Französische Grand Opéra in Gelsenkirchen

Das MiR meistert Berlioz Doppeloper „Les Troyens” mit Bravour

Eine der größten Herausforderungen für Gelsenkirchens Opernhaus, die Produktion von Berlioz zweiteiliger Oper „Die Trojaner” an einem Abend, ist glanzvoll vollbracht. Das „MiR” ist wieder einmal seinem Ruf gerecht geworden, selten gespielte oder in Vergessenheit geratene Werke großer Komponisten zu neuem Leben zu erwecken.

Zu erleben waren beide Teile - „Die Einnahme Trojas” und „Die Trojaner in Karthago” - in Wagnerianischer Länge an einem Abend. Berlioz selbst hat sein Gesamtwerk zu seinen Lebzeiten nie hören dürfen. Die Franzosen waren an einer Aufführung nicht interessiert, zu Unrecht, wie die hiesige Oper eindrucksvoll beweisen konnte. Die Pariser Oper ergötzte sich lieber an Mayerbeers Werken und hat wohl den Klangzauberer Berlioz nie richtig verstanden. Selbst Wagner mit seinem „Tannhäuser“ bekam den Vorzug.
An der Gelsenkirchener Aufführung hätte der Komponist und Librettist in einer Person seine helle Freude gehabt, denn hier erfährt die Nachwelt erstaunlich gekonnt die unerreichte Vielfalt seiner überwältigenden Klangwelt. Allein 25 Orchesterproben bürdete sich die Neue Philharmonie auf, um dieser gerecht zu werden. Das gelang ihr unter der Leitung ihres Dirigenten Samuel Bächli vorzüglich. Die große Liebe zu Berlioz wird bei Bächli und seinem Orchester im Einklang mit dem über sich hinauswachsenden Chor und dem insgesamt gut disponierten Sängerensemble überaus deutlich.
Premiere Les Troyens Bild1
Die Regie Andreas Bäslers transferiert das antike Massaker um den Untergang Trojas in die Zeit des Untergangs zweier Weltkriege ins 20. Jahrhundert, gleichsam als Parallele dafür, dass die Menschheit aus den Grauen der Geschichte nichts gelernt hat.
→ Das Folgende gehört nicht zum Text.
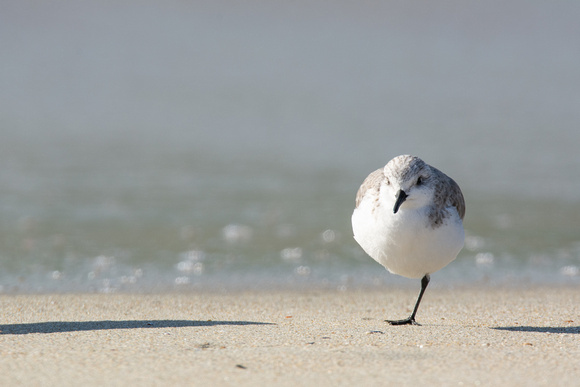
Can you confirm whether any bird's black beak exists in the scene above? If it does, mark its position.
[393,189,407,214]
Dieser leicht nachzuvollziehende Ansatz gelingt im 1. Teil der Oper beklemmend echt. Das auf diese Vorgabe schlüssig abgestimmte Bühnenbild Hermann Feuchters zeigt eine bunkerähnliche Festung, die den Blick frei gibt auf eine zerstörte, vom Kriegsgetümmel noch rauchende Landschaft, wie wir sie von den Schlachtfeldern Verduns aus dem 1. Weltkrieg noch kennen.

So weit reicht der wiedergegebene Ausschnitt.